As I was watching I’m Still Here, the Casey Affleck directed documentary about Joaquin Phoenix’s attempt to ditch his acting career to begin a hip-hop career, I was excited to see where this was going to take me.
It starts out real enough. Phoenix has his back to the camera and is wondering aloud about his career. If he is the moody, pensive actor he’s made out to be because that’s what the media said he was or if he was that before the press caught on. He’s been an actor so long that he doesn’t know his real ‘self’. Who is ‘Joaquin Phoenix’ he’s asking?
On top of that, he’s sick of acting. It’s not real – acting; a director tells you where to stand, you’re speaking someone else’s words. He’s sick of it and now he want’s a change.
So, he grows a beard, gains about 30 pounds and wants to put out a hip-hop record.
As the first 20 minutes roll on, I’m trying to figure out if, in fact, this is one big hoax on all of us.It certainley seems real enough at first. But as the movie progresses things seem to get a little staged. There’s an extended scene with a couple of hookers (I’m not sure why it’s there because it doesn’t advance anything in the story… but the nudity was nice) and one scene where someone films himself doing something completely disgusting. I mean completely!
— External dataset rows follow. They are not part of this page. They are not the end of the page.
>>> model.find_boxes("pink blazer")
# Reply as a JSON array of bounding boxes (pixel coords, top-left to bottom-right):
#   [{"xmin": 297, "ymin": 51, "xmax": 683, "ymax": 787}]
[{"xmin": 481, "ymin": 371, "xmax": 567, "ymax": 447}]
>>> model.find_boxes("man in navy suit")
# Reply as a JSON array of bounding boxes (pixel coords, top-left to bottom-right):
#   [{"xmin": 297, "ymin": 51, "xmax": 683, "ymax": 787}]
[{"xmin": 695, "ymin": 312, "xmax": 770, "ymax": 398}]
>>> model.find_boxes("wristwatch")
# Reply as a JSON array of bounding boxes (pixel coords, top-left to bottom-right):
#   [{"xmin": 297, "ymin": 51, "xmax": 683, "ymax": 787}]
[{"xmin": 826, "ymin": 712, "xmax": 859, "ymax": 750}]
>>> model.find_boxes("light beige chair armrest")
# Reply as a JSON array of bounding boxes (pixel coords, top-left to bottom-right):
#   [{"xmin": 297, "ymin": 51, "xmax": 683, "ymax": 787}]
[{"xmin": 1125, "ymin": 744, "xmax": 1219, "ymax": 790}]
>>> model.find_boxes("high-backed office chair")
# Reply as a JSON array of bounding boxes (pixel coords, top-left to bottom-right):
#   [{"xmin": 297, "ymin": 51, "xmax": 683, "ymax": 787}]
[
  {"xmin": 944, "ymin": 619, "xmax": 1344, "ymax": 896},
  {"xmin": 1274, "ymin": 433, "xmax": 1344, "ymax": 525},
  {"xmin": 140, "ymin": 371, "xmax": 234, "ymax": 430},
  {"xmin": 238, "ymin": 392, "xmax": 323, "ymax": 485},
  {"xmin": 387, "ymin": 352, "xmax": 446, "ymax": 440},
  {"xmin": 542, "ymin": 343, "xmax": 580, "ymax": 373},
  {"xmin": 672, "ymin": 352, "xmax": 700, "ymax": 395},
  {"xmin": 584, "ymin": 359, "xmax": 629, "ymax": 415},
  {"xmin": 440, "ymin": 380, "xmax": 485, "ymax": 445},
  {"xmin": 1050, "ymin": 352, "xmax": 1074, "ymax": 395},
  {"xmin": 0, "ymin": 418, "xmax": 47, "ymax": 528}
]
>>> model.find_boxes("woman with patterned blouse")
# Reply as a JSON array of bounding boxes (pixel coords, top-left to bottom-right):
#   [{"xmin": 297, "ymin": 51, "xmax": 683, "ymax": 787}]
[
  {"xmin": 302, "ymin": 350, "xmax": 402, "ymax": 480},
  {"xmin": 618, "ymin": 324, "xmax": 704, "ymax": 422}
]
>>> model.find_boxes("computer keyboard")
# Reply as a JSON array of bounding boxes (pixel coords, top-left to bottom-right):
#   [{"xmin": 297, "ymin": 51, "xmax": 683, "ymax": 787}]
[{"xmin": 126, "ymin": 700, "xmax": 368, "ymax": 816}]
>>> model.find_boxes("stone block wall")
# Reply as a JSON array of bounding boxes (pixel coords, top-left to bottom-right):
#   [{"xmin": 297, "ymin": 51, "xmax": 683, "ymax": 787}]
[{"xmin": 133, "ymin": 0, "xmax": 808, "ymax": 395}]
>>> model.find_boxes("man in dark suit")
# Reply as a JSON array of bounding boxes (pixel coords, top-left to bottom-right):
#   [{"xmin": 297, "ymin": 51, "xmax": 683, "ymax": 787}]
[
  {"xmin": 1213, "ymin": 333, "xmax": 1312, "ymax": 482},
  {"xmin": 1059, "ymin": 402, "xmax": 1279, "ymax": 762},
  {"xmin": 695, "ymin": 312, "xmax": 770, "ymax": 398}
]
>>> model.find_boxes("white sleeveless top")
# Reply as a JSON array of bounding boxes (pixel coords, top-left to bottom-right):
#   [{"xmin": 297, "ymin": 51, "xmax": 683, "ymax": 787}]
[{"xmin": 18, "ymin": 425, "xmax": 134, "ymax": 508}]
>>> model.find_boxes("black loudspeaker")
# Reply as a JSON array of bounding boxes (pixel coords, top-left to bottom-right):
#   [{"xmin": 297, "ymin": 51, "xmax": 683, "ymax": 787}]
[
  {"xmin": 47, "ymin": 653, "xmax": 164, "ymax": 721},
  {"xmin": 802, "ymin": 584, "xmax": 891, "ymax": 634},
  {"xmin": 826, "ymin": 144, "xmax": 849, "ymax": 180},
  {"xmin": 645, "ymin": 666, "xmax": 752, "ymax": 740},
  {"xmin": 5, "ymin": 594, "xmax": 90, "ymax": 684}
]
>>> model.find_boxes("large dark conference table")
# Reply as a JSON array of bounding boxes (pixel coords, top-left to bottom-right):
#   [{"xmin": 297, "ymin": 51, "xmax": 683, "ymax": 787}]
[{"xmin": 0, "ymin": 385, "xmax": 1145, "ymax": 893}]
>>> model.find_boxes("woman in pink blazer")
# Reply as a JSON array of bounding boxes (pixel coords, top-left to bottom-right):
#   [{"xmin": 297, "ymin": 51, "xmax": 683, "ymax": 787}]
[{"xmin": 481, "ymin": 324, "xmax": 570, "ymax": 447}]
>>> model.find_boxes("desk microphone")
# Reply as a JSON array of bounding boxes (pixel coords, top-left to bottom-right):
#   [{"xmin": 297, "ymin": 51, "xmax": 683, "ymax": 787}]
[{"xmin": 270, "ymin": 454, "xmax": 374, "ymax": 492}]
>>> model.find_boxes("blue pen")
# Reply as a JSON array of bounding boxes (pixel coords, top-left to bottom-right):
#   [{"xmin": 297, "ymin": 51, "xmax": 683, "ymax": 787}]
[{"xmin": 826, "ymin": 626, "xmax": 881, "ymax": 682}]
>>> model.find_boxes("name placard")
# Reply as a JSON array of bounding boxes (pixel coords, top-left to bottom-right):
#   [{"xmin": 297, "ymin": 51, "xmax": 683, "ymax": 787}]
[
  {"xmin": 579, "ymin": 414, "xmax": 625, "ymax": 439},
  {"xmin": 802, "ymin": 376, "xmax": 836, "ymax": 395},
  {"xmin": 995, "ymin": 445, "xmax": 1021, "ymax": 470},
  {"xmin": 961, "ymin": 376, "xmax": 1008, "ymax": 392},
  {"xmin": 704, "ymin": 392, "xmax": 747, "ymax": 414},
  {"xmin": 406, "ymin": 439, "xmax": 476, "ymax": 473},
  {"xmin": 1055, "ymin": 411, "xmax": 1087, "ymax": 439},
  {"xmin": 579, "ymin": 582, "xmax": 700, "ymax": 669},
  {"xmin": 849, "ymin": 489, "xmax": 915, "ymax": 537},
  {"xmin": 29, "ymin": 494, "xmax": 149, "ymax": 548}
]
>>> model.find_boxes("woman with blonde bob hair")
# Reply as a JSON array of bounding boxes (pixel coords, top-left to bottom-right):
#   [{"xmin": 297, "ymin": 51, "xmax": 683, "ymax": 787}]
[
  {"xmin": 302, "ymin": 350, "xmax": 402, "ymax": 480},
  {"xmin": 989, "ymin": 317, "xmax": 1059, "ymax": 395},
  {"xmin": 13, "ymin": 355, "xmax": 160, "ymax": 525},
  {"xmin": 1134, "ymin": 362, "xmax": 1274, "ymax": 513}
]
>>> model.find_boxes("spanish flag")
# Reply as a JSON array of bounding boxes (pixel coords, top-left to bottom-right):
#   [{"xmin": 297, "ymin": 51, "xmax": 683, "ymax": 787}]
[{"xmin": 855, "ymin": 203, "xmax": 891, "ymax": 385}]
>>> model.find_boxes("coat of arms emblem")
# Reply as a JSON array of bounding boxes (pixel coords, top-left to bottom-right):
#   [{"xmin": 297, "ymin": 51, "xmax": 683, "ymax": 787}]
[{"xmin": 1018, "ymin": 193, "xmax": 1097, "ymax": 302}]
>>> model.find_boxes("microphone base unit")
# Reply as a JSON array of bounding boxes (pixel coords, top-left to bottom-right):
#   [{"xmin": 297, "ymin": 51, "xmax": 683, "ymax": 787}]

If this is real, I have to question Phoenix’s judgement on some things, namely the amount of drugs he uses in the film. If my brother famously died on a sidewalk from a drug overdose, I would never touch a drug…but thats me.
The story continues as it shows his further decline into a drug and mental haze. It’s actually hard to watch at times. It also shows what happened behind the scenes of his now famous appearance on the Late Show with David Letterman. The portion that shows him and Letterman was actually the funniest part of the whole film.
In the end, yeah, it’s a hoax. It’s gotta be. I won’t give anything away but watch the final credits and stay till the very end.You’ll see what I’m talking about.